Orta Doğu'da yaşanan İsrail-Filistin çatışması, güvenli liman olarak kabul edilen altın fiyatlarının yükselmesine devam ediyor. Ons altın, 2 bin dolar seviyesine yaklaşırken, gram altın ise bin 790 TL'yi aştı. Menkul Değerler Araştırma Uzmanı Ceyhun Yavaş, jeopolitik risklerin ve bölgedeki tansiyonun altın ve tahvil getirilerinde yükselişe neden olabileceğini belirtiyor.
İsrail'in Gazze'deki el-Ehli Hastanesi'ne yönelik düzenlediği bombalı saldırının yüzlerce Filistinlinin ölümüne yol açması, Orta Doğu'da gerginliği artırdı. Bu durum, yatırımcıları güvenli liman olarak gördükleri altına yönlendirdi. Altına olan talep artarken, ons ve gram altın fiyatları rekor üstüne rekor kırdı.
Ceyhun Yavaş, "İsrail-Filistin gerginliği ve ABD'deki artan borçluluk nedeniyle ABD tahvil getirilerindeki yükseliş, ons altını 2,000 dolar seviyesine ve gram altını bin 800 TL seviyesine taşıdı" ifadelerini kullanıyor. Jeopolitik risklerin artması halinde, altın ve tahvil getirilerinde daha fazla yükselişin mümkün olduğunu ekliyor.
Borsa İstanbul, küresel risk iştahından etkilendi ve likidite kaybı yaşandı. Yatırımcıların alım-satım stratejilerinin net olarak belirlenmediği bir dönemde olduğunu söylüyor. Yavaş, bu düşüşlerin bir fırsat olabileceğini belirtirken, piyasaya erken girişin riskli olabileceğini vurguluyor. Şu an için en mantıklı yatırım aracının Borsa İstanbul olduğunu belirten Yavaş, yeni yatırımcıların yatırım fonlarına göz atmalarını tavsiye ediyor. Ayrıca, özel sektör tahvilleri ve eurobondlar gibi yatırım tercihlerinin de cazip olabileceğini ekliyor.
Ata Yatırım Genel Müdürü Mehmet Gönen ise altının performansını dünya genelindeki faizlerin artma riskine bağlıyor ve bu tür dış etkenlerin altın fiyatlarını etkileyebileceğini belirtiyor.

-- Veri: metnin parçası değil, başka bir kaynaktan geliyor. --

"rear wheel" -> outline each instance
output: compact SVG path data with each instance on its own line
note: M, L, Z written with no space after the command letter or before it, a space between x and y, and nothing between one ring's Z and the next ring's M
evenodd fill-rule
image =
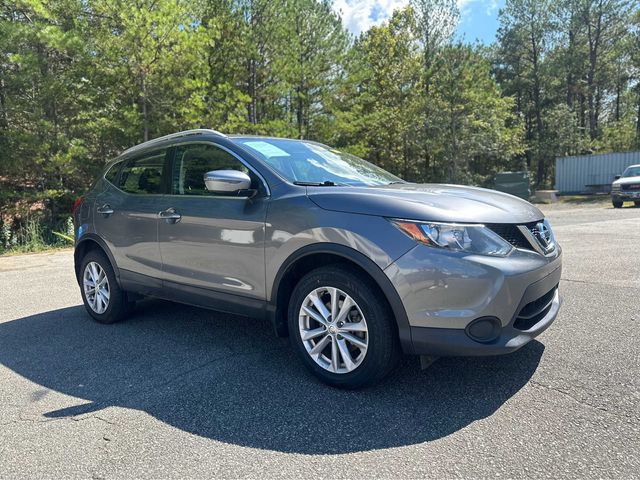
M341 266L313 270L296 285L289 332L307 368L335 387L371 385L400 357L386 301L368 277Z
M633 204L634 204L636 207L640 207L640 200L634 200L634 201L633 201Z
M622 208L622 204L624 202L622 202L620 200L613 200L611 203L613 203L613 208Z
M99 323L115 323L132 310L133 302L116 280L107 256L97 250L87 253L80 267L80 291L89 315Z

Düşüş dönemlerini daha iyi bir portföy oluşturmak için fırsat olarak gören Gönen, yatırımcılara güvendikleri aracı kurumların önerdiği hisselere geçmeyi tavsiye ediyor. Ayrıca, ekonomik politikaların normalleşme süreci sonrasında Türk Lirası sabit getirili enstrümanların cazip hale geldiğini belirtiyor ve büyük, sağlam şirketlerin senelik yüzde 50 getirili tahvillerinin bulunduğunu ekliyor. Özel Sektör Tahvilleri'ne (ÖST) de portföylerde yer ayrılmasının değerlendirilebileceğini belirtiyor.